In this section, we will give brief answers to the most popular questions about GDPR and PII.

What qualifies as PII?

PII is information that can identify a person when used alone or with other relevant data. PII can contain direct identifiers that can uniquely identify an individual or quasi-identifiers that can be combined with other quasi-identifiers to recognize an individual.

Is PII a legal concept?

The term “PII” is a legal term rather than a technical term. The meaning and connotations of the term may vary depending on the context in which it is used and the jurisdiction.

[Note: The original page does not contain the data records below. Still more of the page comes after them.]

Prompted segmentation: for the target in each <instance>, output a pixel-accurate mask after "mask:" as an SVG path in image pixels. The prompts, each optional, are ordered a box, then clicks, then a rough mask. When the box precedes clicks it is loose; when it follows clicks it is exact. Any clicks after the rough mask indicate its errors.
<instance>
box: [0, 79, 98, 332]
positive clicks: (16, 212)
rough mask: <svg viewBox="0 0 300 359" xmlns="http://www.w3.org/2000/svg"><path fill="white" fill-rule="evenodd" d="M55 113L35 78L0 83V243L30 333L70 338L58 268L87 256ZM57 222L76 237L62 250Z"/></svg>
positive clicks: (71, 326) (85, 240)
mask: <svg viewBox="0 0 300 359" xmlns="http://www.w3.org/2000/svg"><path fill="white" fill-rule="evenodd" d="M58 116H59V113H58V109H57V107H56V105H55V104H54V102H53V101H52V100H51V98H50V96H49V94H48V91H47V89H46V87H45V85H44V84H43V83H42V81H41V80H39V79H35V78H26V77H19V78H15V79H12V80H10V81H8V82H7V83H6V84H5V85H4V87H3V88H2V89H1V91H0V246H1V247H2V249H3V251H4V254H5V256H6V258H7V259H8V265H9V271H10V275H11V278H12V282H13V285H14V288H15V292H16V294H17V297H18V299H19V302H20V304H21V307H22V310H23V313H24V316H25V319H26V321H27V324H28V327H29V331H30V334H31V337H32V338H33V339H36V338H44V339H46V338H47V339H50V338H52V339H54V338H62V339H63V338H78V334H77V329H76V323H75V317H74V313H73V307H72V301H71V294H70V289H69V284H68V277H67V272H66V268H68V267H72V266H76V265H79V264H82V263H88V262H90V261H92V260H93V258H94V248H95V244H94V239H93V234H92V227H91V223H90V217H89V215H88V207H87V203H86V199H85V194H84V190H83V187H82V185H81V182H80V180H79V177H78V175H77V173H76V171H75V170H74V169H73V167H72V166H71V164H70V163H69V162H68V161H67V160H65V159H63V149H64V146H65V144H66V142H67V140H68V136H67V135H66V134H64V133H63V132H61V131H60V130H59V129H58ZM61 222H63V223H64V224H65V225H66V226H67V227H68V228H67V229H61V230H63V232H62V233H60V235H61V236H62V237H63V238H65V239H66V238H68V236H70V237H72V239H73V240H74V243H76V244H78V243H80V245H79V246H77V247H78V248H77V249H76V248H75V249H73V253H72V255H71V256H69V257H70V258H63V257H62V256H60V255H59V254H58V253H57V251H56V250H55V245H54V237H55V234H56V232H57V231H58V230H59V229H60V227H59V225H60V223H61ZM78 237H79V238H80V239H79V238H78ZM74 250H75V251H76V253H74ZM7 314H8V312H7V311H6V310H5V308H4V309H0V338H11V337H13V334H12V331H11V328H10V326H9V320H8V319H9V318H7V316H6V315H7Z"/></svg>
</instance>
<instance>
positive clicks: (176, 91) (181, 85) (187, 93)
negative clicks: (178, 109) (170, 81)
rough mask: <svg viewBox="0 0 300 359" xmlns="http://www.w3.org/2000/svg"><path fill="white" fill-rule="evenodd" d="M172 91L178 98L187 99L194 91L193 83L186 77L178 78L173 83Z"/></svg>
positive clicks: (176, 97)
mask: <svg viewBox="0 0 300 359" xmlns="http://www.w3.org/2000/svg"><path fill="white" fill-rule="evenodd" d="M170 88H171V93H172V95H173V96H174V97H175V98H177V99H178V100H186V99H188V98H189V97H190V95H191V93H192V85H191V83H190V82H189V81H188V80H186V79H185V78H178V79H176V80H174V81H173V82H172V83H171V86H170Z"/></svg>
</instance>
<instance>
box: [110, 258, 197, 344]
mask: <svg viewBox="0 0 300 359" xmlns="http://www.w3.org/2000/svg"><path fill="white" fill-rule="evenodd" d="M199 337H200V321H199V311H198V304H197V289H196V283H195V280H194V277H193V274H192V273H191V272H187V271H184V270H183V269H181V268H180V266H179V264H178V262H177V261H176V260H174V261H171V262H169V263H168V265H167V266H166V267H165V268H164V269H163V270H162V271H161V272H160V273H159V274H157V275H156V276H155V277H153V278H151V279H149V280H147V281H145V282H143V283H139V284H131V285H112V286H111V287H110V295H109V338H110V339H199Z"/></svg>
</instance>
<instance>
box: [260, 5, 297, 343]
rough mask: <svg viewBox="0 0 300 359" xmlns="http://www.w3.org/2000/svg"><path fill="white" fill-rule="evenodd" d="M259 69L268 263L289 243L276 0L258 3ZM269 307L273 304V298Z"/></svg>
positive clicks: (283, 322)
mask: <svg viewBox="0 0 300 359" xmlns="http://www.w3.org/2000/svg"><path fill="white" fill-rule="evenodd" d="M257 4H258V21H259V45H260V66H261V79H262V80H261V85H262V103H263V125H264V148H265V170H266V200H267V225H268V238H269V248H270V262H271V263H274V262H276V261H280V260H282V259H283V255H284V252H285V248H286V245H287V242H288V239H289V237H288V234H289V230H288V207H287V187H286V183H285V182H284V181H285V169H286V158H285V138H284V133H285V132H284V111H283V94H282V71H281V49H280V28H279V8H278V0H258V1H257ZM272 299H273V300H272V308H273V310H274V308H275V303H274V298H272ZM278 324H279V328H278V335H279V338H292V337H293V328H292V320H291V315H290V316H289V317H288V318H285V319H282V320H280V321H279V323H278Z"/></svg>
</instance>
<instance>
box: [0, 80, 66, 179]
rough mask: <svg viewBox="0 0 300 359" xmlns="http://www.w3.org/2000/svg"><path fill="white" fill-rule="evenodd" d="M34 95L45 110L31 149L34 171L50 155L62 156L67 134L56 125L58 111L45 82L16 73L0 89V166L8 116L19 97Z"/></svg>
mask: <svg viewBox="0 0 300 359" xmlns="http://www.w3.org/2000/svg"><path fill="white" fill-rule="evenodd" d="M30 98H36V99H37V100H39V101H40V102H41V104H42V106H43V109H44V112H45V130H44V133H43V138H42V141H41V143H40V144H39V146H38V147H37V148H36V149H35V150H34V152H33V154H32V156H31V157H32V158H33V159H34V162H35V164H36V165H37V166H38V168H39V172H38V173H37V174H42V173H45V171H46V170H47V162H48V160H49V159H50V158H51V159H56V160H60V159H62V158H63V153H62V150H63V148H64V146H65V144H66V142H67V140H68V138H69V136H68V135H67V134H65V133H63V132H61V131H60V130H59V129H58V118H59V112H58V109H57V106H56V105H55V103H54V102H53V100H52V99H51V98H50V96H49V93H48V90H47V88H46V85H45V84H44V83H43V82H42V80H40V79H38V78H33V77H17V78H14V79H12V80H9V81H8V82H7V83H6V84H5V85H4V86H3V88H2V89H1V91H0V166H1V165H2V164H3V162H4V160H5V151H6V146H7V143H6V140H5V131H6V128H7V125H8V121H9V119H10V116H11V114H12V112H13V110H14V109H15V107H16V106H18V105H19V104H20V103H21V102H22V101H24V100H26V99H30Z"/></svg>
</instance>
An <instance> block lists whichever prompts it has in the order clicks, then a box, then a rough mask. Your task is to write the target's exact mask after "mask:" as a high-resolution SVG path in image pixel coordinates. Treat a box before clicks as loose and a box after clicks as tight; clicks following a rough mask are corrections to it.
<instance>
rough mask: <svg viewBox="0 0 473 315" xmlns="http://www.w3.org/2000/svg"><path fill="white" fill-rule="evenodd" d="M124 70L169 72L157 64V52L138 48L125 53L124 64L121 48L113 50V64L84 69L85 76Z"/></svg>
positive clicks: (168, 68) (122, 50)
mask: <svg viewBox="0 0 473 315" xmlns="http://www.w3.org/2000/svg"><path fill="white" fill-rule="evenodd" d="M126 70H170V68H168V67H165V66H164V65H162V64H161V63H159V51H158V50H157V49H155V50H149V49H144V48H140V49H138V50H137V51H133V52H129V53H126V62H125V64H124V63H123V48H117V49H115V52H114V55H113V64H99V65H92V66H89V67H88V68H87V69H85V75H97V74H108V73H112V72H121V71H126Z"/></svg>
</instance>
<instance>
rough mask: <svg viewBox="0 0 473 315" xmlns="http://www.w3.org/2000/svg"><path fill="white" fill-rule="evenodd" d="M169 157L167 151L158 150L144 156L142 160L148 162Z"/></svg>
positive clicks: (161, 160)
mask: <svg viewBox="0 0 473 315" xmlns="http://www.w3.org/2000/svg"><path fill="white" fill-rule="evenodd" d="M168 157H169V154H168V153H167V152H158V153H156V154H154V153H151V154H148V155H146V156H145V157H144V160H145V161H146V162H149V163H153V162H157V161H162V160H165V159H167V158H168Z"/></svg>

Who is responsible for protecting PII?

All companies that provide EU citizens services, even if they are not actually in the EU, are responsible for this. Organizations that monitor or analyze the online behavior of EU citizens are also liable.

What is not considered sensitive PII?

All information that could not result in harm to a person if such data is leaked is considered non-sensitive. This includes all data that cannot 100% identify a specific person.

How do you protect information from PII?

You should check your company’s compliance with GDPR, GLBA, HIPAA, and PCI DSS rules. Moreover, you should conduct data collection by the individual’s personal consent solely to ensure your service’s smooth operation, and use a service with a PCI DSS security certificate to encrypt data.

Where is PII valuable?

It is valuable in a myriad of industries, from banking, where you can log into your bank account with a single click, to medical care, where the doctor accesses your medical records to prescribe the correct treatment.